Another factor is sex. Many seem to fear that conservatives/Republicans are anti-sex “Puritans” and will force women into metaphorical (or maybe not so metaphorical!) chastity belts. Democratic Party operatives have done their best to conflate opposition to forcing institutions to pay for birth control with opposition to birth control itself. In reality, no serious Republican national-level politician is remotely proposing the banning of birth control or, for that matter, the banning of homosexuality. And, speaking of “Puritanism,” we should note that the anti-male hostility emanating from certain radical feminists, who are almost entirely creatures of the Left, has done much to poison the relationship between the sexes, especially on college campuses.

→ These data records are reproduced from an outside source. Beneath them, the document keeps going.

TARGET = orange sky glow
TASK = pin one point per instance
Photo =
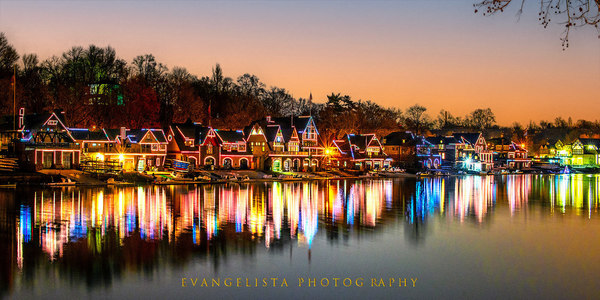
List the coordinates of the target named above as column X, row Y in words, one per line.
column 396, row 53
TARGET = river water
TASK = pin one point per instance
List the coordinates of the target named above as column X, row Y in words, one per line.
column 472, row 236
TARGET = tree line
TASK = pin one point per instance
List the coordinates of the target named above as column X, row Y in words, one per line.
column 95, row 87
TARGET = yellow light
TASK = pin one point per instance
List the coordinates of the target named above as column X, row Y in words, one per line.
column 99, row 156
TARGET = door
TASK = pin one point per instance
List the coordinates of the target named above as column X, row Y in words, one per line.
column 48, row 159
column 67, row 158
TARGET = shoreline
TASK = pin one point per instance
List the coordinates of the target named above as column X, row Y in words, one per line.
column 46, row 179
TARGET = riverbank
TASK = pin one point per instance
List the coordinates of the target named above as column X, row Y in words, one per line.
column 60, row 178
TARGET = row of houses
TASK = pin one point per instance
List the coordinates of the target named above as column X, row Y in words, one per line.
column 43, row 141
column 459, row 151
column 285, row 144
column 580, row 153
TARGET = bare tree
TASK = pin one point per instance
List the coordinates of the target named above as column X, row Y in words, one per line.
column 571, row 13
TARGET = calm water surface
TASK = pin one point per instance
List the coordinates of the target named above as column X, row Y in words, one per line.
column 511, row 236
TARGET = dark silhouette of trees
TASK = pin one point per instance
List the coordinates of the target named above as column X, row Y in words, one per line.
column 416, row 119
column 482, row 119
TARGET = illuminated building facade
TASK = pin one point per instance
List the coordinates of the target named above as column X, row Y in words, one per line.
column 361, row 152
column 42, row 140
column 508, row 154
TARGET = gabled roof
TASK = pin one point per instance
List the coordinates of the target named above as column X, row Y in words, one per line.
column 499, row 141
column 299, row 122
column 231, row 136
column 446, row 140
column 400, row 138
column 84, row 134
column 590, row 142
column 135, row 136
column 160, row 135
column 32, row 122
column 271, row 132
column 469, row 137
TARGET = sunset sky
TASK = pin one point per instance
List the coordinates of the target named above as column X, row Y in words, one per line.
column 396, row 53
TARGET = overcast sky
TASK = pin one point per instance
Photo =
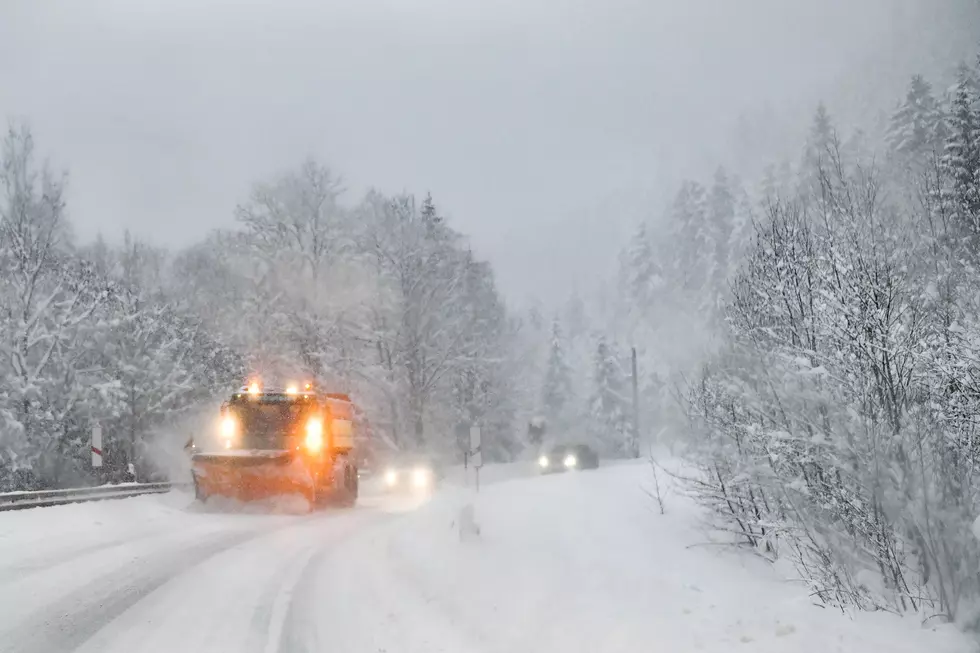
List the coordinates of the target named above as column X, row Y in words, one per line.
column 518, row 115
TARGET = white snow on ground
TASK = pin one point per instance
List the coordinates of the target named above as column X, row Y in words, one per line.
column 583, row 562
column 577, row 562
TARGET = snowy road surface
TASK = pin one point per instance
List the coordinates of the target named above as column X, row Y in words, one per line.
column 571, row 563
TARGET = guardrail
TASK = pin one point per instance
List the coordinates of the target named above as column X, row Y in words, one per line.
column 46, row 498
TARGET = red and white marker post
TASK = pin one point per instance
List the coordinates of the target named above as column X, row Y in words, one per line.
column 96, row 446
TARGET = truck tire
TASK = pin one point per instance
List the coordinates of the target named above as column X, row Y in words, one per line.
column 347, row 494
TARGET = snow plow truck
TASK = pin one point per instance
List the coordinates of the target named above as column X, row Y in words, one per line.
column 283, row 442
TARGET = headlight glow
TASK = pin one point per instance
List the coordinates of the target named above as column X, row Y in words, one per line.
column 421, row 477
column 228, row 427
column 314, row 434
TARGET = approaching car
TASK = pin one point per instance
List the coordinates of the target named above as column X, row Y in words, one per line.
column 565, row 457
column 411, row 474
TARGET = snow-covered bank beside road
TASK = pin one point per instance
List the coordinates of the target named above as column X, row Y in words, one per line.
column 570, row 563
column 583, row 562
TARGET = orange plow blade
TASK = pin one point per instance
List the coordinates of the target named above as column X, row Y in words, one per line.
column 251, row 475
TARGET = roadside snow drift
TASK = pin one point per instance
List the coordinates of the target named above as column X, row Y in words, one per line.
column 572, row 563
column 584, row 562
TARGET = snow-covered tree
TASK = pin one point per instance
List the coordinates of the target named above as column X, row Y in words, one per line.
column 610, row 403
column 556, row 393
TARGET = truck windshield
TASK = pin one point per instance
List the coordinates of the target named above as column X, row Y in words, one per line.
column 268, row 425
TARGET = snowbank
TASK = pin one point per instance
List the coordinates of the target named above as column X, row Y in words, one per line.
column 583, row 562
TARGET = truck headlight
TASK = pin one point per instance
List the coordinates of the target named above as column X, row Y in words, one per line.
column 421, row 477
column 314, row 435
column 229, row 427
column 391, row 477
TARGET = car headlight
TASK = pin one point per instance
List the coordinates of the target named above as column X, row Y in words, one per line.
column 421, row 477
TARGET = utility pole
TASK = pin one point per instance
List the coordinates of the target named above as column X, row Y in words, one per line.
column 635, row 444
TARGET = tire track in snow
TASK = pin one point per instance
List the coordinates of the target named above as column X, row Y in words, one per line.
column 67, row 623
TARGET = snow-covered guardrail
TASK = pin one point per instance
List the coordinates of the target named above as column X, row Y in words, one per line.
column 45, row 498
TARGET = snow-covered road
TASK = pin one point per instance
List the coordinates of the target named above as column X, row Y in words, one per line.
column 575, row 563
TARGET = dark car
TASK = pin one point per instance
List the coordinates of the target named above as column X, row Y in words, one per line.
column 565, row 457
column 413, row 474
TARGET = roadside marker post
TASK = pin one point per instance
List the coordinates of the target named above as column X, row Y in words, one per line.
column 476, row 455
column 96, row 445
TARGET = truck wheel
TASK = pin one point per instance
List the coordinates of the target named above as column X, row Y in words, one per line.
column 199, row 493
column 347, row 493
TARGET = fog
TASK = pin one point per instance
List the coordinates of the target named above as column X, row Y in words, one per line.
column 545, row 128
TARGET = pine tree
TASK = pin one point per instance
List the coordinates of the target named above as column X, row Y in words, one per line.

Yet another factor involved in fear/hostility toward Christians is historical: it is indeed true that Christianity has often been used as an excuse for religious persecutions. Mary Antin, a Jewish immigrant who came to the US from Russia in the early 1900s, wrote that pogroms in her home country had sometimes been led by priests carrying crucifixes and it took her several years to get past an instinctual aversive reaction when passing by a Christian church. (She later became acquainted with several American priests and came to respect them for the work they were doing among the poor.) The Holocaust was perpetrated largely by people who represented themselves as Protestants or Catholics. But in today’s world, hostility toward Israel, which more than occasionally shades off into outright anti-Semitism, is mainly generated by the “progressive” Left. Surely one is far more likely to encounter anti-Semitism among the members of the church that Barack Obama attended for 20 years than among the members of your typical Southern Baptist church or Catholic parish.
It’s important to understand history, but it’s also very dangerous to identify one’s friends and enemies based entirely on historical considerations while ignoring current realities. In the Polish town of Eishyshok at the time of the German invasion in 1941, many of the local Jews viewed the coming of the German troops with equanimity. The town had been occupied during the earlier war, and the German officers and troops of that time had been very well-behaved and even helpful, and those residents who had been POWs in Germany during WWI spoke highly of their good treatment. Too many of the town’s Jews failed to realize that “German soldier” meant something different in 1941 than it had in 1914. Analogously, “Democratic politician” means something very different in 2018 than it did in 1960.
The primary factor behind anti-Christian/anti-“redneck” feelings is, almost certainly, the fact that these groups offer a convenient target for in-group solidarity and feelings of superiority at the expense of the “other.” To the extent that people not motivated by this factor are considering a vote for “progressive” Democrats based on concerns about Christians and “rednecks,” they are prioritizing fears which are largely imaginary over dangers which are all too real.
These anti-Christian, anti-“redneck” phobias have been key contributors to the spread of the “progressive” ideology that threatens virtually all aspects of American life, from freedom of speech to national security to economic well-being.